I was loving every minute of the madness. This was what city life was meant to be – opportunities for thrilling escapades and urban legends beckoning at every corner. I looked expectantly at the natives, expecting to see a city full of people happy that their lives were so enriched and exciting. Instead, I saw almost every person rush through Times Square with a scowl on their face, ignoring the activity, sidestepping the guy in a Spiderman costume who was trying to direct traffic, walking right past these daily prospects of adventure. To my dismay, I saw a city full of people frustrated that they were living the same day every day, tired of their monotonous urban lives.

LA CONCLUSIóN / MORAL OF THE STORY:

It’s easy to conclude that no matter which city on Planet Earth you’ve living in, urban life sucks the soul out of every person. But that’s the easy way out. It doesn’t matter whether you’re running around Central Park in an Elmo costume or strutting your ripped-denim clad legs down Queen Street Mall – in the end, under all these pretty wrappings, we’re simply rats in a rat race, searching for fulfilment that we’ll never attain as long as we have that there-must-be-more-than-this-provincial-life mentality stuck in our minds. Instead of wallowing in our urbanality, we should take life by the horns – create our own adventures and don’t blame the city for the fact that our lives are not like Gossip Girl.

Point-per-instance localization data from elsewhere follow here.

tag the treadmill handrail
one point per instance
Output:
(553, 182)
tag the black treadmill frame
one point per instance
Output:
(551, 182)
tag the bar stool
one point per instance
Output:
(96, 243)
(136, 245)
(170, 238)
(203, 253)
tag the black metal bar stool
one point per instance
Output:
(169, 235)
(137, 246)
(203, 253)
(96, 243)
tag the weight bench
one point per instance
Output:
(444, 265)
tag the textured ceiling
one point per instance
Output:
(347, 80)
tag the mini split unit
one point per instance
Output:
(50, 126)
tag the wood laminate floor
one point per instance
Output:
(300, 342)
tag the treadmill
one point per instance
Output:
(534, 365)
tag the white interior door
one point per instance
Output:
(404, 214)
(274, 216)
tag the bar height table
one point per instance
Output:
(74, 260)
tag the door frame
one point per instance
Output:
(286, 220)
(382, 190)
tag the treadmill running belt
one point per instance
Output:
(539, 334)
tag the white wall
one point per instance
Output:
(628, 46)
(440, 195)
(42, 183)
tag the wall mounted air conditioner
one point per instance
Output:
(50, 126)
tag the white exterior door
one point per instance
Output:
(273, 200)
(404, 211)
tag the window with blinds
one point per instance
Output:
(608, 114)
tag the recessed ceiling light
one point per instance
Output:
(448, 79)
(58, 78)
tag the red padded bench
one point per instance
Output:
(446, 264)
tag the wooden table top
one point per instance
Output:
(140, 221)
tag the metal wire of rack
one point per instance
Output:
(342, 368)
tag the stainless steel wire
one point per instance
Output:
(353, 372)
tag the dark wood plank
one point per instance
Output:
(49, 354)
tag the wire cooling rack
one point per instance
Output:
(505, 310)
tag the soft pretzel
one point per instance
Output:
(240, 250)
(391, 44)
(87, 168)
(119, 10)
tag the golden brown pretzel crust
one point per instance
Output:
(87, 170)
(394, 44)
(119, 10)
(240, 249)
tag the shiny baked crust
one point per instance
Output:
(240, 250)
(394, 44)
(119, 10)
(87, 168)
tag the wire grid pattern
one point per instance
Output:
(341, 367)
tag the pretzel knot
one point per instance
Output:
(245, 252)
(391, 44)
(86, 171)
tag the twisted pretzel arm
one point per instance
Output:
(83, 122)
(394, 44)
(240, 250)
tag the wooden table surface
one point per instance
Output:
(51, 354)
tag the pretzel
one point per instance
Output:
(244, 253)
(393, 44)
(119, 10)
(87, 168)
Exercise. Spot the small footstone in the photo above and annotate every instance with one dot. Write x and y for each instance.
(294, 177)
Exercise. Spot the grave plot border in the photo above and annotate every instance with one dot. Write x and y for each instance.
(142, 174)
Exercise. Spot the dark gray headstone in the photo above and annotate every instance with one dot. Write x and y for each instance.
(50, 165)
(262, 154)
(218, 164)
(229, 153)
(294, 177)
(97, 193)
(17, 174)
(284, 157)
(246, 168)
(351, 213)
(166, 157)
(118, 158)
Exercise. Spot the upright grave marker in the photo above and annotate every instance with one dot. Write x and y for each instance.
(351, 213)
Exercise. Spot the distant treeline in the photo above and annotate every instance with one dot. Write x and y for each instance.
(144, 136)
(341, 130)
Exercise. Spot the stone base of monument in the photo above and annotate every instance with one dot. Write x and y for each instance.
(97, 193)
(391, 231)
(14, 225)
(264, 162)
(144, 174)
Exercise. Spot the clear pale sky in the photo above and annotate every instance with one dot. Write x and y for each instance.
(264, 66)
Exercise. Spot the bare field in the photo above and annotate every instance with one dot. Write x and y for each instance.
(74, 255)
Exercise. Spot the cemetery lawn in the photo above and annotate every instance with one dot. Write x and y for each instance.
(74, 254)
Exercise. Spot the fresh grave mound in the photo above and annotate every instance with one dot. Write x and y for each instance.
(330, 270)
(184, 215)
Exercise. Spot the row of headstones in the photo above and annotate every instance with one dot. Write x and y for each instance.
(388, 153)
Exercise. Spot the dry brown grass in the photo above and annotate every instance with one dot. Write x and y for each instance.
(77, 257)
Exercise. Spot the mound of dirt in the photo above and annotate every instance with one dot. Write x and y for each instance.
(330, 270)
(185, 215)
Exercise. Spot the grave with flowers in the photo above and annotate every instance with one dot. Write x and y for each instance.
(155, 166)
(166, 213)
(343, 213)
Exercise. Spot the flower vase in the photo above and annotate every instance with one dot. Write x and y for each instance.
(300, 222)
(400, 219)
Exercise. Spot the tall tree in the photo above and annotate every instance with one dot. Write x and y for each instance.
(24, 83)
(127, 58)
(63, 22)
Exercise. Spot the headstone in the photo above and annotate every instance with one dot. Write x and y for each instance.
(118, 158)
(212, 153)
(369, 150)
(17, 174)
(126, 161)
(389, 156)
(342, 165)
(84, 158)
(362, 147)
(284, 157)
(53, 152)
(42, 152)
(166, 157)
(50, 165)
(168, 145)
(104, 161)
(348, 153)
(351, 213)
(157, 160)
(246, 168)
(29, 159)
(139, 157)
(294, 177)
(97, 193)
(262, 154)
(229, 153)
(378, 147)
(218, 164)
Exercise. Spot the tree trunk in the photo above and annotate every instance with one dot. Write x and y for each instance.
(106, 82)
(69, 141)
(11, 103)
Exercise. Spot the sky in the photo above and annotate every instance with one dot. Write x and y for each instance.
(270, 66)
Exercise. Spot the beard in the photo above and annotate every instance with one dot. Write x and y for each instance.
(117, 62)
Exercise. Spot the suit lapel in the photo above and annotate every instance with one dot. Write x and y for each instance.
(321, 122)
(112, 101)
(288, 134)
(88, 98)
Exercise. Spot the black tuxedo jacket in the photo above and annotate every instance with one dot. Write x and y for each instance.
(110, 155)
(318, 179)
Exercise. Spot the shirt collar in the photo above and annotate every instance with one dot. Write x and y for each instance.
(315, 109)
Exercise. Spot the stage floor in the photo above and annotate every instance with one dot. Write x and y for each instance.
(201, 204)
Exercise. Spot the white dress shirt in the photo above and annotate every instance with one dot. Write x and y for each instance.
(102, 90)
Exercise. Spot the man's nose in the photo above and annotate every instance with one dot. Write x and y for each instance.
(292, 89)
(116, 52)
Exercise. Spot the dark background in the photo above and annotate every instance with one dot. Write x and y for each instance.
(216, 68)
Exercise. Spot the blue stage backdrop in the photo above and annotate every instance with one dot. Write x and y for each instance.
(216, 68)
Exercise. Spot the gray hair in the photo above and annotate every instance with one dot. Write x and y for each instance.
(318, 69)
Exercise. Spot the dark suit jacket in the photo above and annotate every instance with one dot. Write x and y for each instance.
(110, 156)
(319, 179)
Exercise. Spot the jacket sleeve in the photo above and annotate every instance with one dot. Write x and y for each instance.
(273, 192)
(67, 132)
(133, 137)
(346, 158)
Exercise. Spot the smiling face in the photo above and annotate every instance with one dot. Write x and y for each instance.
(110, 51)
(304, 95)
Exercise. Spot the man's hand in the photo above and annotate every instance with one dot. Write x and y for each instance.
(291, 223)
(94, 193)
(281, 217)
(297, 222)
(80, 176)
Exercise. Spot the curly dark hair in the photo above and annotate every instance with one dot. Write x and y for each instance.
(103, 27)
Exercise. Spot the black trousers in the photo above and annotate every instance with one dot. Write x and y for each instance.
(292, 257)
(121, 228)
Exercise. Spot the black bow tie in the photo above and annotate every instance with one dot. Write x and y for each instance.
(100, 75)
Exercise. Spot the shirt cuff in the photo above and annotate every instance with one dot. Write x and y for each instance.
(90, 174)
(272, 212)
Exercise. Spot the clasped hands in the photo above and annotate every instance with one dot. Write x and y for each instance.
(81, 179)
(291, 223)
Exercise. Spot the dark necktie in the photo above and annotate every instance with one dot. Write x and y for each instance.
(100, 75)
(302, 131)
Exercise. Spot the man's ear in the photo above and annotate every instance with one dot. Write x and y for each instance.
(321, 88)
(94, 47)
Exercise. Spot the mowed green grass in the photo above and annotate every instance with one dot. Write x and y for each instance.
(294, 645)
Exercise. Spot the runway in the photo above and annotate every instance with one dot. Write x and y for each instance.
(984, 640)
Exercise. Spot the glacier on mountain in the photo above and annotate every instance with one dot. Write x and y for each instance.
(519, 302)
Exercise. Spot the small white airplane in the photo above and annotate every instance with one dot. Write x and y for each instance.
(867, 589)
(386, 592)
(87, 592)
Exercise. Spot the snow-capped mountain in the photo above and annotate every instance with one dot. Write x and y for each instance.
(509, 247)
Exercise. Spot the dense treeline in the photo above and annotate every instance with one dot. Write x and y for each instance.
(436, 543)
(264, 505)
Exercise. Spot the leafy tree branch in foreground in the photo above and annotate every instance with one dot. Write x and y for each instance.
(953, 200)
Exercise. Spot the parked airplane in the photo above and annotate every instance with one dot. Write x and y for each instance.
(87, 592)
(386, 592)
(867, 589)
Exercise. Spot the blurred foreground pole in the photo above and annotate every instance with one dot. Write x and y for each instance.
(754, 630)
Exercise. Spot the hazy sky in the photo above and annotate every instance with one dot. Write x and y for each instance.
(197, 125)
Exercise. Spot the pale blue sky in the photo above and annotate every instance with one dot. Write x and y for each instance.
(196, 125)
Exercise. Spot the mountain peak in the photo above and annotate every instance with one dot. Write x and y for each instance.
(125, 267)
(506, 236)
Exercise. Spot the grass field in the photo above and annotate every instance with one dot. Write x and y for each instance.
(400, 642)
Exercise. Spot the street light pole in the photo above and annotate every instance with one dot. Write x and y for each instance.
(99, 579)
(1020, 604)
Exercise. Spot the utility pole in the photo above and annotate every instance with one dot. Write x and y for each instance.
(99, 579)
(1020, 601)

DISCLAIMER: we do quite like Brisbane, despite its world-famous exorbitant parking fees (it costs more to park in Brisbane than in downtown Noo Yawk!) and the ridiculously expensive food. Perhaps its familiarity is the very reason it’s such a great place in which to grow up. That and the lack of gunmen running amok, and the silent sound of non-existent police sirens screaming after gangs in the dead of night.